Selective release of personal information is a well-studied subject. Kiyomoto et. al’s work on privacy policy manager [5] discusses a framework that enables interpreting privacy policies easier for users, which has been standardised by the oneM2M initiative [6]. Sanitizable signatures schemes [7,8,9] allow a semi-trusted third party called sanitizer to sign on a modified message using just the public key from the signer without interacting with her. The constraint is that the modifications lie in the predetermined parts of the original message by the signer. This kind of signatures is useful when the message owner wants to release multiple versions of a message. It is applicable in the situation where some sensitive information of the message need anonymisation. However, it can not be directly applied to the case of verification with selective release, which is the concern of our work. Interestingly, sanitizable signatures can be viewed as a work orthogonal to ours. As a future direction, we may utilise it in our VIGraph proposal to provide better privacy protection. Aggregate signatures [10] can also be utilised to tackle the requirements of KYC since it allows the addition of signatures. The signatures of n messages from n different signers can be aggregated into a single signature, which can verify the integrity of all the n messages. Attribute-based access control [11] can provide fine-grained access credentials to different entities, but is different from verifiability of fine-grained information. Leung and Mitchell [12] proposed a privacy preserving authentication protocol, which allows a service provider to successfully identify the user without breaching the user’s private information. Direct Anonymous Attestation (DAA) schemes are special signatures which provide a balance between signer authentication and privacy.

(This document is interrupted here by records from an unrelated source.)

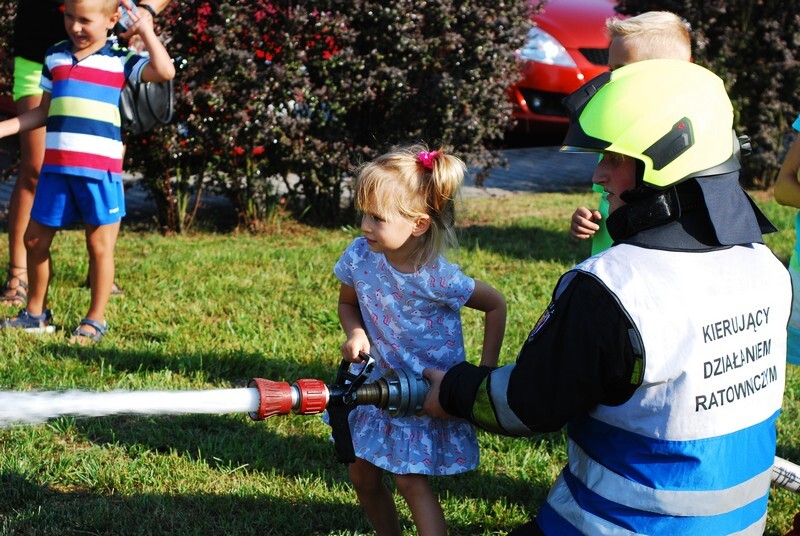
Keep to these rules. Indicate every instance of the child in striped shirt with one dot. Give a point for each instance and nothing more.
(81, 176)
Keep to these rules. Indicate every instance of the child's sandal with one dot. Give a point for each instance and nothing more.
(83, 336)
(15, 295)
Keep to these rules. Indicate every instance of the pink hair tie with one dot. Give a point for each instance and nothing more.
(427, 158)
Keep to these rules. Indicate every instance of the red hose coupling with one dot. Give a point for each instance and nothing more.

4 Conclusion and Future Work

In this paper, we have presented a generalised hash tree based framework for verifying selectively-released information through a trusted third party, which stores different parts of the hash graph but not the actual data. We have discussed how our framework enables selective release of data for verification, thus helping with privacy. Throughout this paper, we have used personal profile data as an example but our framework can be applied to other types of data. Beyond what we have identified as future work in the paper, we aim to refine the deletion operation in our framework to make it compliant with right-to-forget. We also plan to implement a prototype, and run user and performance evaluations; and compare our proposal more extensively with blockchain based alternatives.